While it may seem obvious that a good hike through a forest or up a mountain can cleanse your mind, body, and soul, science is now discovering that hiking can actually change your brain… for the better! Whether you’re hiking for exercise or you just want to get out and see the scenery throughout the park. Hiking in the Great Smoky Mountains National Park is one of the most relaxing ways to spend time in the area.
1. Eliminates Negative Thoughts
Aside from the almost instant feeling of calm and contentment that accompanies time outdoors, hiking in nature can reduce rumination. When you’re consumed by negative thoughts and the stress of everyday life, it can take the enjoyment out of life in general. A recent study published in Proceedings of the National Academy of Sciences found that spending time in nature decreases these obsessive, negative thoughts by a significant margin. Taking the time to regularly remove ourselves from urban settings and spend more time in nature can greatly benefit our psychological (and physical) well-being.

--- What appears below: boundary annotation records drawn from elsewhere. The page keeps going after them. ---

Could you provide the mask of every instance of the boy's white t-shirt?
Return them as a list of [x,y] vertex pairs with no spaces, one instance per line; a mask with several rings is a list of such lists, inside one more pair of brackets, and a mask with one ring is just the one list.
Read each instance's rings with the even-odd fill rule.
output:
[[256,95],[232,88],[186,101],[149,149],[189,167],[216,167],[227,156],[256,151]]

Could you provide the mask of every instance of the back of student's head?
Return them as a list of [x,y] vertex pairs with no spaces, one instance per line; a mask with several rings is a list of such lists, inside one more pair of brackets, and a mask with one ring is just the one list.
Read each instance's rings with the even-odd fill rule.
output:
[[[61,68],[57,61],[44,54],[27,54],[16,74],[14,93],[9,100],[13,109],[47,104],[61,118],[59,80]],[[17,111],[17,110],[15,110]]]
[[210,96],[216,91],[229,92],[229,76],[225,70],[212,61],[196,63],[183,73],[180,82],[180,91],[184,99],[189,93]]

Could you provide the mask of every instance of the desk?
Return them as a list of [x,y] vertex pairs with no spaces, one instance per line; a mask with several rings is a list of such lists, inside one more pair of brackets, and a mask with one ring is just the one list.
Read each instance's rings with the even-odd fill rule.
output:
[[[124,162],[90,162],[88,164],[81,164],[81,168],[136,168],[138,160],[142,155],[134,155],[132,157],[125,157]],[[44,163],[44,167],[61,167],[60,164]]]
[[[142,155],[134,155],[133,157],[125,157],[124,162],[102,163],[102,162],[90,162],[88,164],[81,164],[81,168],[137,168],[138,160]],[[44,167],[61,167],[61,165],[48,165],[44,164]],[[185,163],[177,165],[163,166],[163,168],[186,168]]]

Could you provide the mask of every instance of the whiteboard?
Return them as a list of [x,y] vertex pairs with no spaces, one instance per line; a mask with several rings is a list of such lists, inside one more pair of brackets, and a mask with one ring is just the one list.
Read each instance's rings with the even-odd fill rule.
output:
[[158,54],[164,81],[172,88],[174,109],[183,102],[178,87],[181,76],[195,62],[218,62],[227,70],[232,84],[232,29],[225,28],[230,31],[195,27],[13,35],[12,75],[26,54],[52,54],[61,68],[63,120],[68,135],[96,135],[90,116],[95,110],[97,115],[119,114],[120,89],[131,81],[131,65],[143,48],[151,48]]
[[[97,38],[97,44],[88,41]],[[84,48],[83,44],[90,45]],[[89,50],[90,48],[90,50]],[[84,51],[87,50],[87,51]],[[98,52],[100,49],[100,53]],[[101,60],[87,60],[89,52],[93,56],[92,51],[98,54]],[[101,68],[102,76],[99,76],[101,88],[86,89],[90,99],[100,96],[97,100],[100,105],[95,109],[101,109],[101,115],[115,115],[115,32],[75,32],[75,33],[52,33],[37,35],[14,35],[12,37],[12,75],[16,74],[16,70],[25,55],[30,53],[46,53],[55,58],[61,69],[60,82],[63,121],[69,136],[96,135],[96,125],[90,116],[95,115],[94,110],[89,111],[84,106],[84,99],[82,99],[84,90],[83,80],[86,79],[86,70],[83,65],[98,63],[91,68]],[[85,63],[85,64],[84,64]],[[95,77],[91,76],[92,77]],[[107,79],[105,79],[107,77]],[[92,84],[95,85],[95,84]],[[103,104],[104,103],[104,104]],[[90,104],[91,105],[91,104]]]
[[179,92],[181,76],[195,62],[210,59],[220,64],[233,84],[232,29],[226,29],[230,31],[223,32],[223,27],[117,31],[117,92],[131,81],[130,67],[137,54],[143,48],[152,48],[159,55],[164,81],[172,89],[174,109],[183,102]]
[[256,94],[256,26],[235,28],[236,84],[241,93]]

2. Disconnects You from Technology and Increases Creativity
Many of you who love hiking in the Smokies also really enjoy disconnecting from technology. Many people enjoy leaving their smartphones, computers and technology behind for at least a few hours while you spend time in nature. In a recent study by psychologists Ruth Ann Atchley and David L. Strayer found that creative problem solving can be drastically improved by both disconnecting from technology and reconnecting with nature. These researchers came to the conclusion that technology is actually quite disruptive and taxing to our cognitive functions because our devices are so demanding throughout the day. A nice long hike, sans technology, can reduce mental fatigue, soothe the mind, and boost creative thinking.
3. Improves ADHD in Children
A study has shown that hiking can help anyone who has difficulty paying attention or experiencing impulsive behavior. This is especially true for children with ADHD or children experiencing signs and symptoms of ADHD. While raising children who have ADHD can be difficult for parents, the usual solution — opting for prescription medication — may be doing more harm than good, particularly when natural solutions can work just as well. A study conducted by Frances E Kup, PhD, and Andrea Faber Taylor, PhD, found that exposing children with ADHD to “green outdoor activities” reduces symptoms significantly. The results of this study suggest nature exposure can benefit anyone who has a difficult time paying attention and/or exhibits impulsive behaviour.

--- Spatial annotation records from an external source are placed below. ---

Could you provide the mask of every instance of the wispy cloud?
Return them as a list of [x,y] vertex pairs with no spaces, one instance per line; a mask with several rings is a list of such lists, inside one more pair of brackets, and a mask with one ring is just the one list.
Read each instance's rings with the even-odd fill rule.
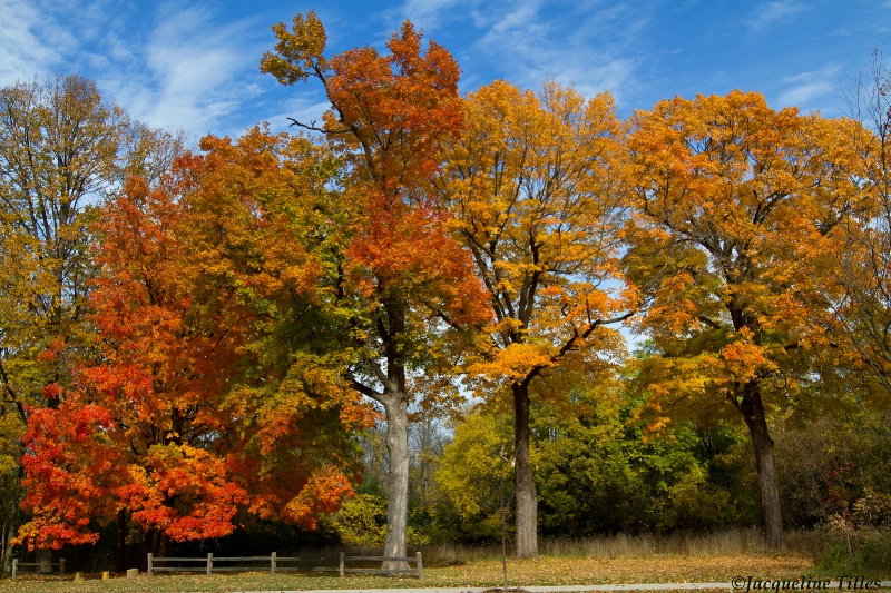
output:
[[840,95],[839,80],[842,67],[830,63],[820,70],[801,72],[783,78],[784,90],[777,97],[781,107],[795,106],[802,111],[822,111],[825,116],[838,113],[828,112],[823,106],[838,102]]
[[793,0],[776,0],[760,4],[755,14],[748,20],[750,29],[763,30],[786,17],[809,10],[806,4]]
[[28,0],[0,0],[0,85],[46,78],[62,61],[70,43],[65,30],[50,34],[55,22],[39,4]]
[[[509,18],[490,24],[478,46],[505,70],[520,73],[513,81],[521,86],[554,79],[588,97],[604,90],[619,96],[635,85],[638,61],[630,48],[646,22],[636,12],[623,3],[593,1],[577,4],[568,19],[556,19],[541,0],[520,0]],[[567,20],[572,22],[568,30]]]

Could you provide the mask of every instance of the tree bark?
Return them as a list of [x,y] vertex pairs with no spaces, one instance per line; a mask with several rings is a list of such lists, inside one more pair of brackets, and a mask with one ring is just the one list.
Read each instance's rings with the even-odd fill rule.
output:
[[118,542],[115,550],[115,571],[127,572],[127,513],[118,511]]
[[[390,464],[386,475],[386,541],[384,556],[405,557],[409,523],[409,397],[392,393],[384,403],[386,412],[386,451]],[[405,562],[384,562],[383,569],[404,569]]]
[[786,542],[783,531],[783,515],[780,508],[776,466],[773,457],[773,438],[771,438],[767,431],[767,419],[764,414],[764,404],[761,399],[761,387],[757,383],[748,383],[743,387],[740,412],[743,413],[752,438],[752,447],[755,451],[767,547],[771,550],[784,550]]
[[538,497],[529,457],[529,385],[511,384],[513,393],[513,492],[517,500],[518,559],[538,556]]

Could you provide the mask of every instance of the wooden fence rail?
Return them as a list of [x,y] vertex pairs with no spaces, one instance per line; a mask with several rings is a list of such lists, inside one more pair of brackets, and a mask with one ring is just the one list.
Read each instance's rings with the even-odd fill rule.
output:
[[[157,572],[203,572],[207,576],[210,576],[215,572],[249,572],[249,571],[265,571],[266,569],[260,569],[256,566],[219,566],[217,563],[224,562],[254,562],[254,563],[268,563],[268,571],[270,574],[275,574],[276,571],[336,571],[341,576],[349,573],[366,573],[366,574],[409,574],[415,573],[418,579],[423,579],[423,561],[421,560],[421,553],[418,552],[414,557],[393,557],[393,556],[347,556],[343,552],[340,553],[339,564],[337,567],[332,566],[313,566],[313,567],[300,567],[300,566],[281,566],[280,563],[293,563],[293,562],[333,562],[334,559],[323,559],[323,557],[295,557],[295,556],[278,556],[275,552],[273,552],[268,556],[214,556],[213,553],[208,553],[207,557],[155,557],[151,554],[148,554],[148,575],[151,576],[153,573]],[[178,564],[195,564],[194,566],[170,566],[167,563],[175,562]],[[347,569],[346,564],[350,562],[400,562],[400,563],[414,563],[414,569]],[[157,563],[164,563],[164,566],[158,566]]]
[[[19,562],[19,559],[12,559],[12,580],[16,580],[16,576],[19,574],[19,569],[22,566],[31,567],[40,567],[46,566],[47,563],[41,562]],[[59,562],[50,562],[50,567],[58,566],[59,567],[59,581],[65,580],[65,559],[59,559]]]

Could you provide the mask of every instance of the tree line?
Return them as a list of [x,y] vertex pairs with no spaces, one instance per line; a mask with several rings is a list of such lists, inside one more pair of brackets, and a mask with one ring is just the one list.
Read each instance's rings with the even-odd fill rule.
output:
[[539,533],[752,517],[782,547],[776,418],[859,414],[881,458],[880,61],[848,118],[733,91],[623,120],[555,82],[462,97],[408,21],[386,52],[329,56],[313,12],[273,30],[261,70],[331,103],[298,134],[187,150],[79,76],[0,90],[6,559],[112,524],[119,565],[133,533],[164,555],[244,515],[349,535],[351,508],[385,510],[404,556],[410,434],[435,418],[440,516],[491,535],[509,482],[519,557]]

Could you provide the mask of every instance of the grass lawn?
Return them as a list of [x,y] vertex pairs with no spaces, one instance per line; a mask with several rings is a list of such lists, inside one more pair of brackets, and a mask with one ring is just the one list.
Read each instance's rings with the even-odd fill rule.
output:
[[[600,583],[730,582],[736,575],[756,579],[796,577],[813,571],[811,557],[791,554],[653,554],[645,556],[541,556],[508,560],[509,586],[584,585]],[[69,575],[70,579],[70,575]],[[312,589],[479,587],[501,586],[501,560],[470,560],[466,564],[424,567],[423,580],[410,576],[373,576],[241,573],[151,576],[101,581],[87,575],[81,582],[20,577],[0,581],[0,592],[17,593],[179,593],[233,591],[296,591]]]

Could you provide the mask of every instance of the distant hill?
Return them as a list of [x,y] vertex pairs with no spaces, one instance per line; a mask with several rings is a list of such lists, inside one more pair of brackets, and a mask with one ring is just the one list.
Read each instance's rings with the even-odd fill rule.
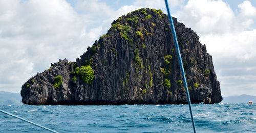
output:
[[20,104],[22,96],[18,93],[0,91],[0,105]]
[[256,96],[243,94],[240,96],[230,96],[224,97],[221,101],[223,103],[248,103],[252,101],[256,102]]

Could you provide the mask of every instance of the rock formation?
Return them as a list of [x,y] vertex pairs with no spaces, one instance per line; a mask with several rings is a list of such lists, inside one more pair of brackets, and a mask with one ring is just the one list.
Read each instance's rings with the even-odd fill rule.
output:
[[[192,103],[222,100],[212,57],[173,18]],[[114,21],[75,62],[60,60],[22,86],[27,104],[187,103],[167,16],[141,9]]]

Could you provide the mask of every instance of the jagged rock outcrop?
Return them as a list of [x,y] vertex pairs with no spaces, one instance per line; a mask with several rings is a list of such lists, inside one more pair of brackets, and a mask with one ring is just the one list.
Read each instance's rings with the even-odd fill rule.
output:
[[[196,33],[173,19],[191,102],[220,102],[211,56]],[[119,17],[80,58],[60,60],[30,78],[22,86],[22,102],[187,103],[167,16],[160,10],[141,9]]]

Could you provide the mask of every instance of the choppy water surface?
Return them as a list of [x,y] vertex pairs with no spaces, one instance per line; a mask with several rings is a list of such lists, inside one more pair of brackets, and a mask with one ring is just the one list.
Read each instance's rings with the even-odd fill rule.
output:
[[[1,105],[59,132],[192,132],[187,105]],[[256,104],[192,105],[198,132],[256,132]],[[0,113],[1,132],[48,131]]]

4. Exercise Boosts Brainpower
Of course, exercise has many benefits and the great thing about Smoky Mountain hiking is that you barely even notice you’re getting exercise! Since you love spending time in the national park, the exercise doesn’t even phase you – you’re just enjoying time in nature!

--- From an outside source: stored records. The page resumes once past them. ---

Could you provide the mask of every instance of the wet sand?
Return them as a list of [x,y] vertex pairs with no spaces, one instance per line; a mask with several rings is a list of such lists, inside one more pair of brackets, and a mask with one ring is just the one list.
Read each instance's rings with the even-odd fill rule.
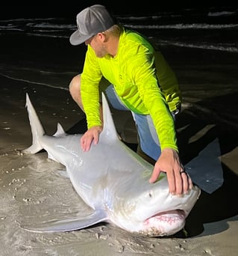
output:
[[[26,92],[48,134],[55,132],[57,122],[69,132],[83,132],[85,122],[67,90],[34,84],[47,80],[46,74],[39,78],[37,68],[24,75],[15,70],[13,79],[7,77],[14,76],[9,70],[0,76],[1,255],[237,255],[238,136],[234,99],[238,91],[237,58],[191,50],[181,65],[176,56],[181,57],[181,52],[164,50],[184,94],[183,109],[176,124],[184,163],[198,156],[215,138],[221,150],[223,184],[212,194],[202,192],[187,218],[187,235],[179,232],[172,237],[145,237],[105,223],[54,234],[32,233],[20,228],[22,223],[74,216],[90,210],[69,180],[59,175],[62,165],[47,159],[46,152],[21,154],[20,150],[31,143],[25,107]],[[42,57],[41,63],[45,58]],[[66,70],[71,70],[76,57],[71,61]],[[16,65],[19,70],[21,64]],[[69,81],[78,69],[74,67],[71,73],[59,75],[60,82]],[[31,82],[20,81],[22,78]],[[52,85],[60,81],[59,77],[50,79]],[[131,115],[113,112],[119,134],[134,147],[137,134]]]

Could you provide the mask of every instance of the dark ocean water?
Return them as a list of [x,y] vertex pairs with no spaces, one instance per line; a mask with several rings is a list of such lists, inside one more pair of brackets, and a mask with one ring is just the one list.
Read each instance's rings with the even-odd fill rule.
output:
[[[78,12],[67,10],[65,16],[26,10],[21,16],[16,10],[2,16],[0,75],[68,90],[82,69],[86,47],[70,45]],[[238,7],[126,10],[114,8],[114,15],[161,49],[178,76],[184,106],[195,105],[208,118],[237,126]]]

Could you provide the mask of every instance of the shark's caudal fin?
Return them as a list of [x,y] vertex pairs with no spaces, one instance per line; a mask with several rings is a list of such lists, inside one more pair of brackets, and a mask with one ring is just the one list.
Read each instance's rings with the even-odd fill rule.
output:
[[32,144],[31,147],[22,150],[24,153],[36,153],[43,149],[43,147],[40,144],[40,138],[43,136],[46,132],[45,130],[41,125],[41,123],[39,120],[38,115],[31,104],[29,96],[26,94],[26,103],[25,107],[28,112],[28,117],[31,128],[32,133]]
[[22,228],[33,232],[65,232],[82,229],[95,224],[107,222],[104,212],[96,210],[92,214],[84,217],[69,218],[59,221],[51,221],[31,226],[22,225]]
[[103,111],[103,131],[100,137],[110,138],[110,140],[119,139],[119,135],[115,128],[113,119],[108,106],[106,97],[104,93],[101,94],[102,97],[102,111]]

Hiking is an excellent way to burn between 400–700 calories per hour, depending on your size and the hike difficulty, and it is easier on the joints than other activities like running. It has also been proven that people who exercise outside are more likely to keep at it and stick to their programs, making hiking an excellent choice for those wishing to become more active on a regular basis.
According to a study by the University of British Columbia, aerobic exercise increases hippocampal volume which is the part of the brain associated with spatial and episodic memory especially in women over age 70. Hiking can improve a variety of brain functions, including memory loss and anxiety as well as increase self-esteem and release endorphins.
The Great Smoky Mountains National Park is the best place to start hiking! Plus, doesn’t hiking sound better than visiting a doctor for some of these conditions? There are over 800 square miles of hiking trails in the national park and there’s a hiking trail that’s perfect for everyone.
How Can You Begin Hiking?
The Great Smoky Mountains National Park is the best place to start hiking! Luckily, hiking is one of the easiest and least expensive sports to get involved in, and it can have great benefits for the whole family, including grandma! Start out small and test your abilities. Do what works for you; if that means just walking through trails in a park, that’s fine. Any exercise outdoors is better than none. Plus, doesn’t hiking sound better than visiting a doctor for some of these conditions? There are over 800 square miles of hiking trails in the national park and there’s a hiking trail that’s perfect for everyone.
Make sure you have some good sturdy hiking shoes, a hat, and a water bottle, and be sure to layer your clothing so you can take things on or off easily as you warm up and cool down. You may want to consider using trekking poles as well, which can increase your speed and take some of the pressure off your knees. Now go take a hike!